In the latter case, CREDENTIALS_DIRECTORY will be set to the value of the environment variable $AWS_CREDENTIALS_DIR if it exists, or the default value $HOME/.ssh/aws/sampleclean.

Either way, CREDENTIALS_DIRECTORY must be a path to a directory containing AWS credentials needed for using AWS and EC2:

  • A *.csv file containing IAM credentials for accessing AWS on your behalf.
  • A KEYNAME.pem file containing the EC2 keypair corresponding to KEYNAME.
  • (optional) The sampleclean1_eecs_berkeley_edu_chained.cer file containing the chained sampleclean*.eecs.berkeley.edu ssl certificates.
  • (optional) The sampleclean1.eecs.berkeley.edu-san.key file containing the private key for the ssl certificate.

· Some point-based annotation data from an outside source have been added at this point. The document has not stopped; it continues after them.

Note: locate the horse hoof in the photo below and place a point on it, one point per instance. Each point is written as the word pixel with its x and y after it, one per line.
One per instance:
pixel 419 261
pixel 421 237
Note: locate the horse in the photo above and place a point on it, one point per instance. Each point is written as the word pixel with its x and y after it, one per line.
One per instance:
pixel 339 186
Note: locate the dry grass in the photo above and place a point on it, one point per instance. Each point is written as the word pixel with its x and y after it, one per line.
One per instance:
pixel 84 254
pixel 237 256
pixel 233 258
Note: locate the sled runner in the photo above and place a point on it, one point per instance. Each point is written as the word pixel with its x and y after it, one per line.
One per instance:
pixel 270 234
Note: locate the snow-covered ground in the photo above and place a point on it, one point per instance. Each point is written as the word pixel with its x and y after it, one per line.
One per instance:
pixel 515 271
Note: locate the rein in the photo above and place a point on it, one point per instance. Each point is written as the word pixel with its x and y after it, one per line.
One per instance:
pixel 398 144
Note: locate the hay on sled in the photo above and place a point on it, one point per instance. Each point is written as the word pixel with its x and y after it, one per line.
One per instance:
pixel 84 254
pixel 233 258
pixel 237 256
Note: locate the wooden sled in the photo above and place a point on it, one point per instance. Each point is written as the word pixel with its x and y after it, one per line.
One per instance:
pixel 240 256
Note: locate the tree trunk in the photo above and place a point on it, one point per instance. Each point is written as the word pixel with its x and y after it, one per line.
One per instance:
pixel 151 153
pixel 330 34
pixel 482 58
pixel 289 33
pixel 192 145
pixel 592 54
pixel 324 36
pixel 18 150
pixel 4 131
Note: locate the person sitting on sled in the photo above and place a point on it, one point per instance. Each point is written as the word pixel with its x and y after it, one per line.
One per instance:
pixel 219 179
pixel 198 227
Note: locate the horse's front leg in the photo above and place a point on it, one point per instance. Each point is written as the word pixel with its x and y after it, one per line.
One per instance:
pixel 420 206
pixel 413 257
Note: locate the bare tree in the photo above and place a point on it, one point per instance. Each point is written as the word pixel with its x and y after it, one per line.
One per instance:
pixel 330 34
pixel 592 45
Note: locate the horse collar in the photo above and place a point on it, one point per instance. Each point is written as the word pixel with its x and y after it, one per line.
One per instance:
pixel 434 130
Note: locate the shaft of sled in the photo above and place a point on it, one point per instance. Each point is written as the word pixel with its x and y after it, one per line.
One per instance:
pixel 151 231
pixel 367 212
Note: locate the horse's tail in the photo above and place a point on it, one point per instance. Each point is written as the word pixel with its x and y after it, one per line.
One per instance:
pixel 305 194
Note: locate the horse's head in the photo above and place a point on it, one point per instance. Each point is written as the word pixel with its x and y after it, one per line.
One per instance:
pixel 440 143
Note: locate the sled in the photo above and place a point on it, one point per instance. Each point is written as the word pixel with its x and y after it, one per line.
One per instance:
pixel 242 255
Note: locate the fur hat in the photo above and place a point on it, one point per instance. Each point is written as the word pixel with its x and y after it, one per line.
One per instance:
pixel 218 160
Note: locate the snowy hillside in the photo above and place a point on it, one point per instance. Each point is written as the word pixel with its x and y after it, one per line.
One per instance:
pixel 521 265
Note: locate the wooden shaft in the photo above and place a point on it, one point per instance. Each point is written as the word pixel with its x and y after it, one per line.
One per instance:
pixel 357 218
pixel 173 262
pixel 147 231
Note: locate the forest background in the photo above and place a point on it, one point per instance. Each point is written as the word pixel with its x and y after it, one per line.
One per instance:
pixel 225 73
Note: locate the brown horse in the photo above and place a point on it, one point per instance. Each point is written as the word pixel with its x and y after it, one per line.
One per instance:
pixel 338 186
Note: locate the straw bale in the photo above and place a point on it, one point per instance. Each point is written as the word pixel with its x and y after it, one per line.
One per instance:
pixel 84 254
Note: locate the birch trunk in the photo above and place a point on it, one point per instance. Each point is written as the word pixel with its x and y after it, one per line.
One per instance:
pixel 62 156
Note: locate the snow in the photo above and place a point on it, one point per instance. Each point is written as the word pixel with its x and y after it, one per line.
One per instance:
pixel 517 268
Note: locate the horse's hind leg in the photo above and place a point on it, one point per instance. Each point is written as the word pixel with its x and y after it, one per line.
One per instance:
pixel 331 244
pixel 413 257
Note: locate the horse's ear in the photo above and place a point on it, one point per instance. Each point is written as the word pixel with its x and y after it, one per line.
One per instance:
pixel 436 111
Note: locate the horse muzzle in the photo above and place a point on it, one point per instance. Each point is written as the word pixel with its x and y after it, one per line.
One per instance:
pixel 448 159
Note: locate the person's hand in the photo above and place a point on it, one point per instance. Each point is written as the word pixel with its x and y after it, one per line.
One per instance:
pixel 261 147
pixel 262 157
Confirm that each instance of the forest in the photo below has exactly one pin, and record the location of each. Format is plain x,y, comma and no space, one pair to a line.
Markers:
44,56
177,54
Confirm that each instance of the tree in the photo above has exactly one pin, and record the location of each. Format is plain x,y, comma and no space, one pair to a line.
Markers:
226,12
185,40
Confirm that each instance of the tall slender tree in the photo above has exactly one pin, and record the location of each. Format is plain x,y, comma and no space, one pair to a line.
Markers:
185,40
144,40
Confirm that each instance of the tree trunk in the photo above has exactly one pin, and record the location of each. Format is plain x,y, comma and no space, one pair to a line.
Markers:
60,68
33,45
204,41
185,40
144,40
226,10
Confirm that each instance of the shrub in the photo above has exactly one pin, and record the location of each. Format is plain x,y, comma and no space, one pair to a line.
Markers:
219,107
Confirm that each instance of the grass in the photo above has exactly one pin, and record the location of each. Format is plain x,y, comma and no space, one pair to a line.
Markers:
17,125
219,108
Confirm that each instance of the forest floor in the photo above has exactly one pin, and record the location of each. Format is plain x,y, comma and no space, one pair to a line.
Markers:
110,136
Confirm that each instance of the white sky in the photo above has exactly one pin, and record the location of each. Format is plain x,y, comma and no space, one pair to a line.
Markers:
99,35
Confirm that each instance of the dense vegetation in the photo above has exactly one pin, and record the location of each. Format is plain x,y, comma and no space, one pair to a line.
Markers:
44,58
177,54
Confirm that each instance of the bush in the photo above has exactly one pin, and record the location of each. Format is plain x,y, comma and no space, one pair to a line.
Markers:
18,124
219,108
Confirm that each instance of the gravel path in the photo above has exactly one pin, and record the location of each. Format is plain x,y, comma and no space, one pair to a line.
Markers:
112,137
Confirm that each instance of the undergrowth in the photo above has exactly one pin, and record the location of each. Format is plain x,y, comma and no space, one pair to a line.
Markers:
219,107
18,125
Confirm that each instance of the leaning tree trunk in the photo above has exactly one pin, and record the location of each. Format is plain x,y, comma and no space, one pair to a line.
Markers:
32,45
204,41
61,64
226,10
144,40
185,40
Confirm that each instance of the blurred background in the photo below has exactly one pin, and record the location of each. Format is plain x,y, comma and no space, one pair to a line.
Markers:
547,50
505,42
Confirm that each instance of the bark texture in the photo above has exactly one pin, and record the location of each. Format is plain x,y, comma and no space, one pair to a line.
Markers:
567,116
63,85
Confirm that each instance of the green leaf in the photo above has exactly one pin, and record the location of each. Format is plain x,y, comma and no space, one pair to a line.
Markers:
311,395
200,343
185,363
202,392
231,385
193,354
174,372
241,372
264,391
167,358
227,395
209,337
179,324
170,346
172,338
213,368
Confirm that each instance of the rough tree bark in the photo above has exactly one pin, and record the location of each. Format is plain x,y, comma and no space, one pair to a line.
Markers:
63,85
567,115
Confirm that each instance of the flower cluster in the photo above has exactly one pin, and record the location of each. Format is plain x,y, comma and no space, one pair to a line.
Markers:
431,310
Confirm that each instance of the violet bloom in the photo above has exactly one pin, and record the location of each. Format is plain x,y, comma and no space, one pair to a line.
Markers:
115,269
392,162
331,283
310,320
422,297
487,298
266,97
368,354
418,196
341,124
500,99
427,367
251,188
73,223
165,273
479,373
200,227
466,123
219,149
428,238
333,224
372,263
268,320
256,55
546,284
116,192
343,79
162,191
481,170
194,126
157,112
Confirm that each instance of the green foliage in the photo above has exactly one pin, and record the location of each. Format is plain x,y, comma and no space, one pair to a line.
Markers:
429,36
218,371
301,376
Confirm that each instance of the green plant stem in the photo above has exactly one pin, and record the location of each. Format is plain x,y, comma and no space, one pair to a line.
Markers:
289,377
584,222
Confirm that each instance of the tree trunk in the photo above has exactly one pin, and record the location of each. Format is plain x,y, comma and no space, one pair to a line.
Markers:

For help with SPARK-EC2-ARGs, run ./sampleclean-ec2.sh --help.

Launching a cluster

For example, to launch a cluster named sampleclean with 8 slaves, then run the crowd server:

# Alternatively, use a pre-saved ami with --master-ami AMI_ID
./sampleclean-ec2.sh ~/.ssh/aws/sampleclean/ -s 8 -t m1.large launch sampleclean
# ... lots of output ...
./sampleclean-ec2.sh ~/.ssh/aws/sampleclean/ get-master sampleclean
# ... get the master's hostname ...
./sampleclean-ec2.sh ~/.ssh/aws/sampleclean/ login sampleclean
> workon sampleclean
> cd $PROJECT_HOME
> ./run.sh -d
# ... and the crowd server should be available at the master's hostname on port 8000 ... #

Running code on the cluster

To actually get code running on a cluster you've launched, you'll need to:

  • ssh into the cluster: ./sampleclean-ec2.sh ~/.ssh/aws/sampleclean/ login CLUSTER_NAME

  • Copy data to the master's hdfs instance: /root/ephemeral-hdfs/bin/hadoop dfs -put LOCAL/PATH/TO/data HDFS/PATH/TO/data

  • Run the handy script in the sampleclean-async directory to start the crowd server and run the SCDriver program:

    cd /root/sampleclean-async
    ./run-all-ec2.sh
  • Or to have more control (or to run things in debug mode):

    • Start the crowd server (see above).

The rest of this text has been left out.